Airline's campaign features Subdakhar Golem who works on the Burj Dubai.
A labourer praising working conditions in Dubai’s construction industry is the star of a new advertising campaign for Emirates Airline.
In the campaign, 24-year old Sudakhar Golem is shown near the top of the world’s tallest skyscraper, the Burj Dubai, with a panoramic view of Dubai in the background. Championing the quality of life in the emirate, Golem says in the airline's Open Skies magazine: “We have fixed hours, a time for lunch and breaks, and a time to finish work. Working with people from other cultures has taught me a lot.”
The Burj Dubai is being built by Arabtec, which last month faced allegations in a BBC TV documentary that its labour camps were filthy and overcrowded.
Following the programme, Arabtec CEO Riad Kamal told Arabian Business that he was satisfied with working conditions for labourers, adding that the basic monthly wage of an unskilled labourer, based on an eight-hour day (six days a week), started at $177, with skilled workers' wages starting at $225.
However, the Emirates “Meet Dubai” campaign focuses on Golem’s positive experiences in Dubai.
In the interview with Open Skies Golem says he was 20 years old when he left his village in India and began working as a hoist operator on the $4.1bn superstructure.
Four years later he has advanced to become the supervisor for all the hoisting cranes on the tower’s site.
“What comes to my mind when I go up the tower is that I’m lucky as so many people want to go up the Burj Dubai, yet I’m here and I can see the whole city,” he explained to Open Skies.
“I like the Chicago hotel where I relax with my friends and I like Safa Park and Jumeirah Beach.

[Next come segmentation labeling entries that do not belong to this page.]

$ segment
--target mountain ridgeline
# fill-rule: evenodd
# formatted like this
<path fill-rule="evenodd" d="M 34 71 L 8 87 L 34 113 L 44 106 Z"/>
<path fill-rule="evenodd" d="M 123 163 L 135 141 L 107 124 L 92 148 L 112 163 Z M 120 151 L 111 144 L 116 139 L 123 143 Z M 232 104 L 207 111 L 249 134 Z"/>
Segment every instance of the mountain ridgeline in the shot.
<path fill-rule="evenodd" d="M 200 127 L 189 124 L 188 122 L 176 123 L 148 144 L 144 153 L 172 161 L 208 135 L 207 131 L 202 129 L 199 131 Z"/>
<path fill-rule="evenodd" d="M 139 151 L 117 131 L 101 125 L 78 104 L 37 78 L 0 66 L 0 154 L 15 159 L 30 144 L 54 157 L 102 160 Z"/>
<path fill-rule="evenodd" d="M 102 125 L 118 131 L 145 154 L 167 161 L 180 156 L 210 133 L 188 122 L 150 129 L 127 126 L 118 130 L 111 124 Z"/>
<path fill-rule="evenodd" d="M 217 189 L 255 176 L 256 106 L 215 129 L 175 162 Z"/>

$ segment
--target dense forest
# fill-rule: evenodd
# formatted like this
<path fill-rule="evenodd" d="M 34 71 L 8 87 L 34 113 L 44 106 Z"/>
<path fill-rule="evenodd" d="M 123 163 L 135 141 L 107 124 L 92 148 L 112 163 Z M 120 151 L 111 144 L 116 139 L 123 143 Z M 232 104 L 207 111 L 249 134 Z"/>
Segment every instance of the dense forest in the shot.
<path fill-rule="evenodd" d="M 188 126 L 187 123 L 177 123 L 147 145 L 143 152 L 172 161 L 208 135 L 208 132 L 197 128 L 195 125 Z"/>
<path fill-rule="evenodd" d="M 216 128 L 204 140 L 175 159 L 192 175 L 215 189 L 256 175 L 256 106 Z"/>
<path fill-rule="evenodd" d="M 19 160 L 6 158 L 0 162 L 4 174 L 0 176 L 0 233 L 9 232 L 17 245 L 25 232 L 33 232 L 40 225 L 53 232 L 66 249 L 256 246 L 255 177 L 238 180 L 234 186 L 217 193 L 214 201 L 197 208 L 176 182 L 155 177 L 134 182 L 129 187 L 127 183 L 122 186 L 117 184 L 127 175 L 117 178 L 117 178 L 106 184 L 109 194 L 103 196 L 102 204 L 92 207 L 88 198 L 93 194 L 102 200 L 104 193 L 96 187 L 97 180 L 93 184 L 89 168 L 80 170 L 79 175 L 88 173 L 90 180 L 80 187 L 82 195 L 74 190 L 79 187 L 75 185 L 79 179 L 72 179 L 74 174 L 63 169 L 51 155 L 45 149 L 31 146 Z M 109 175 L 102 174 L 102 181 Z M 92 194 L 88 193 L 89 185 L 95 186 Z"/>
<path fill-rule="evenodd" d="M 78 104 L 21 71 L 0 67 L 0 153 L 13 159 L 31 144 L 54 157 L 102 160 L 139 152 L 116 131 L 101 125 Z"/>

Deira is very nice as well,” Golem said.
The campaign seeks to showcase the diversity of Dubai’s population and also includes Freej creator Mohammed Saeed Harib, the vice president of Dolphin Bay at the Atlantis Hotel and a professional kite surfer.
It was created by Leo Burnett Dubai in cooperation with the Emirates corporate communications team.
“The main objective of the campaign is to generate demand for travel to and through Dubai. We are inviting existing and new visitors to discover an arguably overlooked aspect of Dubai's amazing story - its residents,” Emirates said in a statement.
The first phase of the campaign is appearing in international magazines and newspapers including Time, Newsweek, the Financial Times, National Geographic and the Wall Street Journal.
The airline is also running it locally in countries such as Australia, India, South Africa and New Zealand.
The wider campaign will include press, online, TV, radio, cinema, in-flight and outdoor advertising and will reach over 300 million households across 6 continents, Emirates said.